I’ve been looking at the moon just lately.

Usually you only really notice the moon when it’s full, and it’s a clear night, and as your silhouette lengthens on the path before you and you put the torch back in your pocket it occurs to you that the hippies may have been right after all, and there really is such a thing as moon shadows.

Such an apparently esoteric thing as the cycles of the moon may pass you by while you’re scurrying around getting on with things. But they’re the key to a very great deal of what happens: the tides, the female of the species, my dogs’ moods.

When you start thinking about it, our non-lunary 30- or 31-day month looks increasingly arbitrary.

Time to out myself: I’m a closet hippy chick. When you spend your formative years weighed down by multiple bangles, playing Tangerine Dream and the Floyd in a fug of joss stick smoke, it kind of stays with you. I’m terribly sensible these days, of course, with a mortgage and a dishwasher and not a single Indian smock top to my name. But I’m still a believer in the importance of forces of nature we barely understand: the power of the soil, the purity of the air, the pull of the moon.

It just makes sense to me that something that can govern the difference between high tide and low tide would also have an influence over water levels in our soil, and so the growth of our plants. So I’m planning to dabble in the ancient art of moon gardening, just to see if it makes any difference.
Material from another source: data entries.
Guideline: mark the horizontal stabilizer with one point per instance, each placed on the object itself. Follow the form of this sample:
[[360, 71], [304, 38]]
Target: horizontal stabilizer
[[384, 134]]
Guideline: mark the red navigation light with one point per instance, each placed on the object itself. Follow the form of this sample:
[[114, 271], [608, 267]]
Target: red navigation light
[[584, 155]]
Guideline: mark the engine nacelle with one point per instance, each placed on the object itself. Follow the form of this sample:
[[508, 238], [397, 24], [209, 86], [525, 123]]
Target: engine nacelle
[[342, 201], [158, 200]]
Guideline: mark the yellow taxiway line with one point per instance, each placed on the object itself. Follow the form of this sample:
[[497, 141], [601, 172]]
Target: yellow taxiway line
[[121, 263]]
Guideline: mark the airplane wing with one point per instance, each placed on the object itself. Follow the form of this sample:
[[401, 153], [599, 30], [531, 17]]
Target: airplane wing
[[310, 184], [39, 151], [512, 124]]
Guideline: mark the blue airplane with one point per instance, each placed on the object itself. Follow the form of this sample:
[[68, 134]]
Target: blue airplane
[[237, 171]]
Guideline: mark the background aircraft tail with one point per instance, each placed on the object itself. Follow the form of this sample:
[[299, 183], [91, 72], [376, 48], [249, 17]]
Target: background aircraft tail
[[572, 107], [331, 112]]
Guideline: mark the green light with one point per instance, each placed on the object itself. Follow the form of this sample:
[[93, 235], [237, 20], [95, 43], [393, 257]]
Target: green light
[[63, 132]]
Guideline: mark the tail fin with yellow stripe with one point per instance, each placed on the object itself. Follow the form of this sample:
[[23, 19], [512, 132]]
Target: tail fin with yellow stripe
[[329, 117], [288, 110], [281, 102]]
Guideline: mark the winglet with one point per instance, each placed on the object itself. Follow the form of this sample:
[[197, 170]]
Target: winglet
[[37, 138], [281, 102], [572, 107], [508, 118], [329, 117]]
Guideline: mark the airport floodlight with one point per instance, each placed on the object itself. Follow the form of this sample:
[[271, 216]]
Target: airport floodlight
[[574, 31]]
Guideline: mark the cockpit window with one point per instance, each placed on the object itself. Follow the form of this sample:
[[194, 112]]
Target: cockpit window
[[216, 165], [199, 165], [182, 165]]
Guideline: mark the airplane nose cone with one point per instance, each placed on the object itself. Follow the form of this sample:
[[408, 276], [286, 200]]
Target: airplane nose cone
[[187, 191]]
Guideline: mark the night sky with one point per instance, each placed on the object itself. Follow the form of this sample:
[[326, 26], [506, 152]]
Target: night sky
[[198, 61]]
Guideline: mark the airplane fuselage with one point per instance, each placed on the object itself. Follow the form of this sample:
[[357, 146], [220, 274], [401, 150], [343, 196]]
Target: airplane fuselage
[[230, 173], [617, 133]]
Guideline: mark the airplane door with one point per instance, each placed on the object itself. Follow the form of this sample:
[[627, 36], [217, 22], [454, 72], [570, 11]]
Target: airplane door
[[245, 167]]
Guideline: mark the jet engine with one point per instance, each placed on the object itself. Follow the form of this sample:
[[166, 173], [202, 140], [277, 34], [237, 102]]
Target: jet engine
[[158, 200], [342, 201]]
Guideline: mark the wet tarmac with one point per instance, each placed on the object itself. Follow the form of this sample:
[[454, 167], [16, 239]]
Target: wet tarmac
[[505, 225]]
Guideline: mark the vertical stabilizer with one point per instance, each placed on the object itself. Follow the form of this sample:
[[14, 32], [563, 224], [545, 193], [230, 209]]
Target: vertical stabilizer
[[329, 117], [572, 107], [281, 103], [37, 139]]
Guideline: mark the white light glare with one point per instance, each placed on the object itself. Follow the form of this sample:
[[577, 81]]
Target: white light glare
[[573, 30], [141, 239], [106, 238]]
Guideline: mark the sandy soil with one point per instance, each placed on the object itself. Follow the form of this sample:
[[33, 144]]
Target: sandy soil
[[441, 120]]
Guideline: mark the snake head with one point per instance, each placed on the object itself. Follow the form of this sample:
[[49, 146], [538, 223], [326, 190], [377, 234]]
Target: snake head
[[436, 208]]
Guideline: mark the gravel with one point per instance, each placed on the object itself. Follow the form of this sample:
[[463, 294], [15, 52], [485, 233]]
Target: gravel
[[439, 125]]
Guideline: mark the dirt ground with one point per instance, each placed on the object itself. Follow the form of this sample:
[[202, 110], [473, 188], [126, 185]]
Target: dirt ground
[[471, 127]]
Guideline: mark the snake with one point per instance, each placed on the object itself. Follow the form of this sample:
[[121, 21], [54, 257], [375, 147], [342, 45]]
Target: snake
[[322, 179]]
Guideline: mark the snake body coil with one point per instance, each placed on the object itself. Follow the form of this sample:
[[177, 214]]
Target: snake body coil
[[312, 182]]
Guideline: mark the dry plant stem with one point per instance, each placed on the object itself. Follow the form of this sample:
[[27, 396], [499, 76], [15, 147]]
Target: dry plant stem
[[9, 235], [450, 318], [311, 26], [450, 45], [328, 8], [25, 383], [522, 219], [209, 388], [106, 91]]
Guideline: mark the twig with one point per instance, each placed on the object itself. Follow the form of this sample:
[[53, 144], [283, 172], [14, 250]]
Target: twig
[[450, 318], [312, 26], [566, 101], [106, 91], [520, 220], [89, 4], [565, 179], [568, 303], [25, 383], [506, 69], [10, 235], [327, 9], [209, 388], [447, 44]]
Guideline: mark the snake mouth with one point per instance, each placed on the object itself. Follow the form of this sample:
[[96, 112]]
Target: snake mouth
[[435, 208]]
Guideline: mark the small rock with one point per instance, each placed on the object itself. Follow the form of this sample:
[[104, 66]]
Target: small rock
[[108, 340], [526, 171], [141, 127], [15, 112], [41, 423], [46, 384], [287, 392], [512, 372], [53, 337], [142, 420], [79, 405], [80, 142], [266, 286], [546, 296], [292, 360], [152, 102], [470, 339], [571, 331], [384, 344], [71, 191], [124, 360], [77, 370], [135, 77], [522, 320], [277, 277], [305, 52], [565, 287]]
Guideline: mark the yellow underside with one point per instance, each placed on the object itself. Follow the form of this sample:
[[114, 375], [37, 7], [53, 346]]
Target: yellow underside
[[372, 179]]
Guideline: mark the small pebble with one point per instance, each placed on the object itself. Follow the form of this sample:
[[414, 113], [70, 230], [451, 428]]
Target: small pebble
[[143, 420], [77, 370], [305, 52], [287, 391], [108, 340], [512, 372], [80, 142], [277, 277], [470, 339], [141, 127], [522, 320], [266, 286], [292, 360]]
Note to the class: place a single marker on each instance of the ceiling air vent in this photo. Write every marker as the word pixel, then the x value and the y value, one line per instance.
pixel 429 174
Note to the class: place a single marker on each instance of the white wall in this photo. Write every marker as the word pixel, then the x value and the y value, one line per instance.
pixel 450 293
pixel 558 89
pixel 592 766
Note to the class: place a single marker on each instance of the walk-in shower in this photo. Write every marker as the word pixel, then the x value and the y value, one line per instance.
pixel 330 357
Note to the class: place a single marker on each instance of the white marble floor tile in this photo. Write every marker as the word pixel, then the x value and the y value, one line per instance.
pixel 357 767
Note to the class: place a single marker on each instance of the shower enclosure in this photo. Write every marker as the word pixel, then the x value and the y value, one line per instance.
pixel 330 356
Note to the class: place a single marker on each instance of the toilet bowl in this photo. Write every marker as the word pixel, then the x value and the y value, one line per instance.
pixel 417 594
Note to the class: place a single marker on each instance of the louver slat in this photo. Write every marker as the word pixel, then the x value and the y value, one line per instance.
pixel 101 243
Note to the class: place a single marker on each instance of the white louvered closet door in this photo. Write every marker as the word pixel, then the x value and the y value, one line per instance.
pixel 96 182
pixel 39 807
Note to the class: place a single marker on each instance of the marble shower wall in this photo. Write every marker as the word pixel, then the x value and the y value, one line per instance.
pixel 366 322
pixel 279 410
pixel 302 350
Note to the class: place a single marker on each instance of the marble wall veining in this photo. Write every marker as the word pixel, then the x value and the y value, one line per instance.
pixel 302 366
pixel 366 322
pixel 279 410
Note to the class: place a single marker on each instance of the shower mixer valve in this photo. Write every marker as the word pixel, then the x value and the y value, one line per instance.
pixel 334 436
There are three types of moon gardening: synodic, biodynamic and sidereal. Biodynamic I’m crossing off the list right from the start. Nothing, and I mean nothing will induce me to spray weeds with urine from a sterile cow, even if I could find one, or for that matter bury anything wrapped in a stomach in my veg beds.

The sidereal method has something to do with the moon’s position relative to the stars: I can’t even envisage what a 30-degree section of the moon’s orbit even looks like, let alone work out which one it’s in.

So that leaves synodic: a posh way of saying you plant according to the four phases of the moon.

Starting from a bright new moon, the first two, roughly seven0day quarters are when the moon is waxing: in the second two it’s waning back down through grampian, half and crescent to dark.

The theory is that you sow and planting fruiting and leafy crops in the first two quarters, when the ground water is highest, and roots in the third quarter. In the fourth, when water levels are retreating, use the time to weed instead.

In my diary it helpfully notes down the days of the new moon, so this isn’t quite as difficult to work out as it might seem. There was a full moon yesterday (explaining why my dogs were so antsy), so we’re now in the third quarter of the moon’s cycle: for the next week, so roots (that’s my long-overdue garlic going in, then).

Then have a break for a week: the next new moon isn’t far away, on Thursday, just in time for those early greenhouse crops to go in.

It all seems so easy when you write it down like that. As long as I don’t complicate things any further I think I might just about manage it.